Satu demi satu hadirin mengungkapkan satu permasalahan Indonesia versi mereka sendiri. Ada yang menyebutkan kemiskinan, pengangguran, kapitalisasi pendidikan, nggak bisa mikir, buruknya moralitas, brain drain, para pemimpinnya adalah para calo, carut-marutnya hukum, busung lapar, poligami, kebanyakan doa, hilal, dan masih banyak lagi.

“Saya sebenarnya berharap ketika separo dari Anda sudah saya tanyai, yang lain sudah stop nggak bisa kasih jawaban lagi, tapi ternyata masalah-masalah itu ada sangat banyak sekali. Memang tidak ada yang bisa kita lakukan, tapi jika kita sudah bisa menginventarisir permasalahan-permasalahan itu, kita punya acuan untuk mencari kemungkinan-kemungkinan solusinya.”

“Keluarga besar ada dalam arti famili, kampung halaman, dan sebagainya. Kalau sudah paham masalahnya, kan tinggal dicari alternatif solusinya. Permasalahan-permasalahan besar Indonesia itu bukan tanggung jawab pribadi kita, karena kita sudah mengamanatkan pada orang-orang di atas, yang ternyata tidak serius bekerja.”

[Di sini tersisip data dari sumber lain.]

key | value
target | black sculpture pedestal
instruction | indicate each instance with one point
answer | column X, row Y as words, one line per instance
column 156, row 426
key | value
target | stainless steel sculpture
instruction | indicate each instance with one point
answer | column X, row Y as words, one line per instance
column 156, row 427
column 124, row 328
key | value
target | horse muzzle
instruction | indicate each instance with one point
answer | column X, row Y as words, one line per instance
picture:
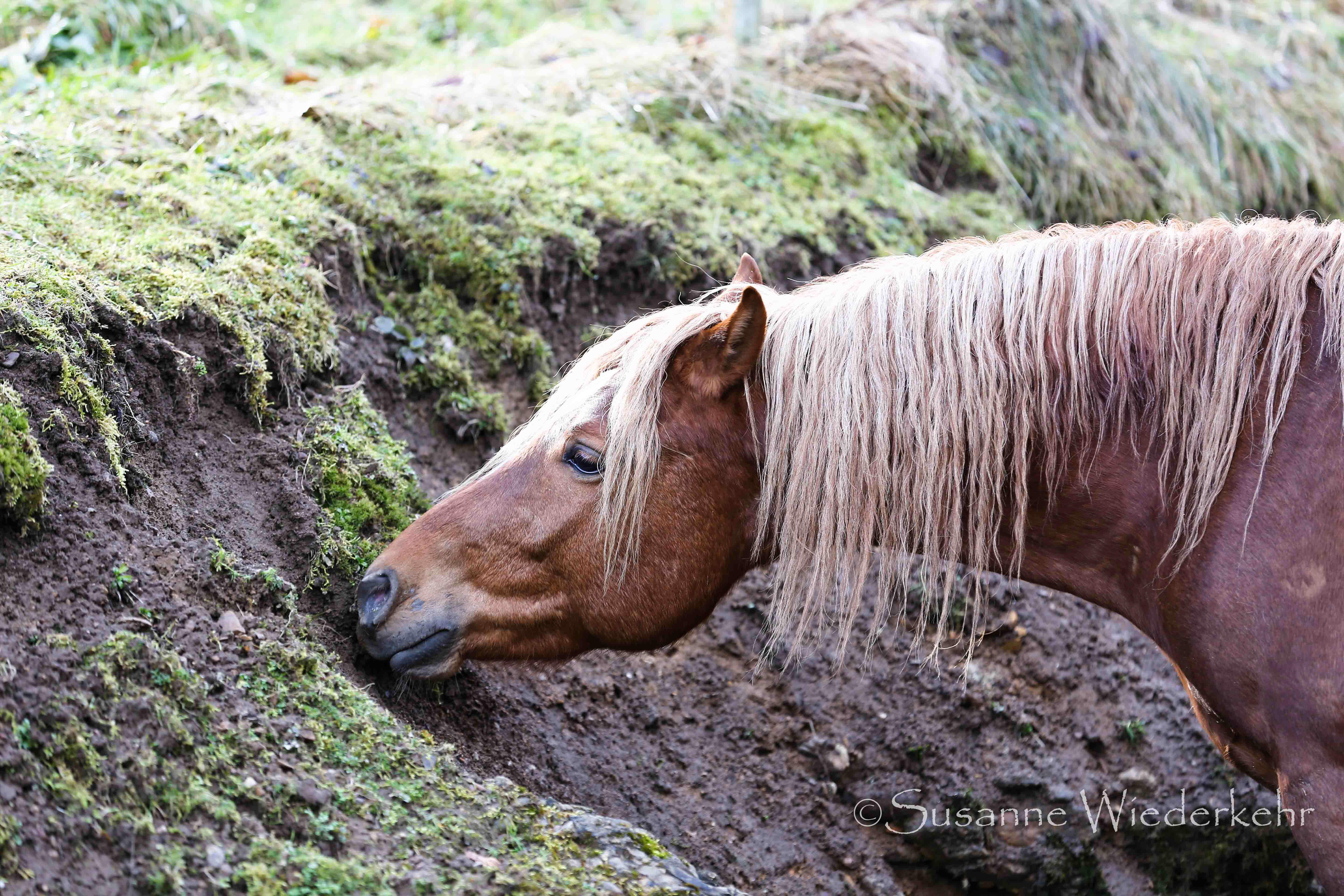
column 412, row 636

“Urusilah Indonesia dari sudut-sudut yang kau kuasai, apakah itu penataan ruang, atau yang lain-lainnya.”

“Pertama-tama, saya secara pribadi mohon maaf lahir-batin,” Mas Arya Palguna mengawali uraiannya, “Ada beberapa hal yang ingin saya sampaikan pada Anda. Jelas bahwa Indonesia sangat kompleks. Tapi di Indonesia tidak ada masalah, karena ketika Anda kemukakan masalah-masalah itu tadi dengan senyum, dengan enteng, dimulai dengan kegembiraan, sehingga itu bukan masalah. Tapi paling tidak, kita mempunyai bahan untuk diskusi kita malam ini.”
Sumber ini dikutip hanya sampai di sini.